04 jul 2016 . Actualizado a las 07:15 h.

Wimbledon ha vivido, sin duda, una de sus primeras semanas más intensas y sorprendentes que se recuerdan en los últimos años. Primero, por la increíble historia de Markus Willis, que con 25 años, clasificado en el puesto 775 del ránking, y dedicado a nivel profesional a dar clases de tenis, logra pasar una pre-previa de tres partidos, luego otros tres en la fase previa y en primera ronda del cuadro final se impone al lituano Berankis, número 54 de la ATP, en tres sets.

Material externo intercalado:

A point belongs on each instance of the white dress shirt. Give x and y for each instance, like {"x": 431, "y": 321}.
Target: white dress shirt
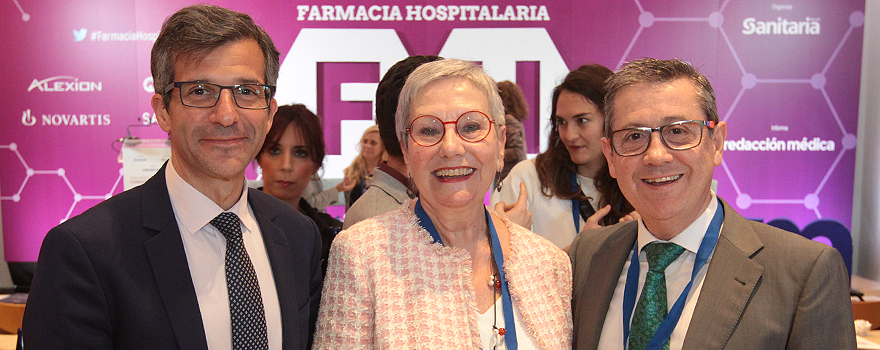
{"x": 678, "y": 274}
{"x": 551, "y": 216}
{"x": 205, "y": 249}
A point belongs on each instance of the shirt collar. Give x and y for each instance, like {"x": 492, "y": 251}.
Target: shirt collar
{"x": 194, "y": 210}
{"x": 691, "y": 237}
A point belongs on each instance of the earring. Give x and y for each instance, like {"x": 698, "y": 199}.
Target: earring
{"x": 411, "y": 189}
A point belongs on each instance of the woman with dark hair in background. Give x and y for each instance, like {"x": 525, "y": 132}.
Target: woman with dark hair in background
{"x": 292, "y": 153}
{"x": 570, "y": 182}
{"x": 515, "y": 111}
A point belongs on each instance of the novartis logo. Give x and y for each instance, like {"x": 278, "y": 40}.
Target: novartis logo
{"x": 63, "y": 119}
{"x": 64, "y": 84}
{"x": 809, "y": 26}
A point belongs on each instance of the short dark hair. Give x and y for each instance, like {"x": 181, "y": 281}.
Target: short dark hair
{"x": 387, "y": 94}
{"x": 651, "y": 71}
{"x": 196, "y": 30}
{"x": 513, "y": 99}
{"x": 305, "y": 123}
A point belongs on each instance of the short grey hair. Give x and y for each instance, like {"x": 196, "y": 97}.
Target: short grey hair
{"x": 446, "y": 68}
{"x": 651, "y": 70}
{"x": 197, "y": 30}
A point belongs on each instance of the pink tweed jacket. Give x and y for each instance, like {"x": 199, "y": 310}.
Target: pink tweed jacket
{"x": 388, "y": 287}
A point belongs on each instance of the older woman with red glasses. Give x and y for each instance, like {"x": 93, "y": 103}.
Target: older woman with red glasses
{"x": 442, "y": 271}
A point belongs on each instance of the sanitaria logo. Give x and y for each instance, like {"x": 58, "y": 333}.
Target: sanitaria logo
{"x": 809, "y": 26}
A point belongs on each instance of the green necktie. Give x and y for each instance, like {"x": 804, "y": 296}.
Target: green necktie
{"x": 652, "y": 306}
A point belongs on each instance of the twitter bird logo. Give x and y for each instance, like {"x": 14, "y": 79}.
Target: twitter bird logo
{"x": 79, "y": 35}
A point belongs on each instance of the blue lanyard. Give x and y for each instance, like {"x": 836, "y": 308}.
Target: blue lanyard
{"x": 575, "y": 205}
{"x": 707, "y": 245}
{"x": 506, "y": 303}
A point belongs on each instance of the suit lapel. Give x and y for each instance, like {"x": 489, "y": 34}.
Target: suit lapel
{"x": 281, "y": 260}
{"x": 602, "y": 274}
{"x": 170, "y": 269}
{"x": 730, "y": 281}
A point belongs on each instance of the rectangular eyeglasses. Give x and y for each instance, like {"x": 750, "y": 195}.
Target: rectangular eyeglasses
{"x": 205, "y": 95}
{"x": 681, "y": 135}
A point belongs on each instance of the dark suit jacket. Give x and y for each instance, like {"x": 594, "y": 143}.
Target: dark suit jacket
{"x": 116, "y": 276}
{"x": 765, "y": 289}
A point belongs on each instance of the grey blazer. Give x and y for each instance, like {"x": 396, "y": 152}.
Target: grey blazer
{"x": 765, "y": 289}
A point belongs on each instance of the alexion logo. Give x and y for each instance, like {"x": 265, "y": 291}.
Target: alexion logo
{"x": 809, "y": 26}
{"x": 30, "y": 119}
{"x": 65, "y": 83}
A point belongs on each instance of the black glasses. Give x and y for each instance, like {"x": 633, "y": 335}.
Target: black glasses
{"x": 681, "y": 135}
{"x": 205, "y": 95}
{"x": 428, "y": 130}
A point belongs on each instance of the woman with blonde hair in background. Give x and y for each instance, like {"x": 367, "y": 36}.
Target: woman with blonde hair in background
{"x": 361, "y": 169}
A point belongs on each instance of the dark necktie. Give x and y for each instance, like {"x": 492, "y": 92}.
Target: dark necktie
{"x": 245, "y": 301}
{"x": 652, "y": 306}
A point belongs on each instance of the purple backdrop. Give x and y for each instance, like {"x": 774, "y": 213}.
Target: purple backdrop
{"x": 786, "y": 76}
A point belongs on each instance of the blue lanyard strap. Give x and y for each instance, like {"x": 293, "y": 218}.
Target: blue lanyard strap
{"x": 506, "y": 302}
{"x": 707, "y": 245}
{"x": 575, "y": 205}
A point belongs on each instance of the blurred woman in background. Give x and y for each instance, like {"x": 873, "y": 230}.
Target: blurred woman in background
{"x": 569, "y": 187}
{"x": 292, "y": 153}
{"x": 361, "y": 169}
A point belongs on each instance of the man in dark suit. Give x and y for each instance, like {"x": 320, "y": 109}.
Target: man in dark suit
{"x": 635, "y": 284}
{"x": 192, "y": 259}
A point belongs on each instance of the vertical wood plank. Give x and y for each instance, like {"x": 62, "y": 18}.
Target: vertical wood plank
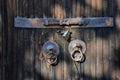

Su epopeya, de por sí ya apasionante, tiene un componente más de guión cinematográfico, ya que esa victoria tenía como premio jugar contra Roger Federer en la pista central. Además, por sus antecedentes, encierra una historia de amor, en la que su novia convence a Willis de que no deje el tenis, consigue que adelgace 25 kilos, y le insta a apuntarse en el torneo que le dio la posibilidad de llegar a jugar en el All England Club. Estamos ante un relato de ensueño y un hecho excepcional.

La resurrección de Del Potro

Sin tiempo para asimilar la maravillosa aventura de Willis, el público londinense tiene la oportunidad de comprobar con satisfacción el regreso a la élite de Juan Martín del Potro. Tras sus operaciones en ambas muñecas y un largo tiempo de recuperación, volvía a deleitar al público ganando en un gran partido a Wawrinka en cuatro sets y recibiendo una gran ovación del público. En la tercera ronda, el argentino acusó la falta de competición y fue superado por la joven promesa francesa Luca Pouille.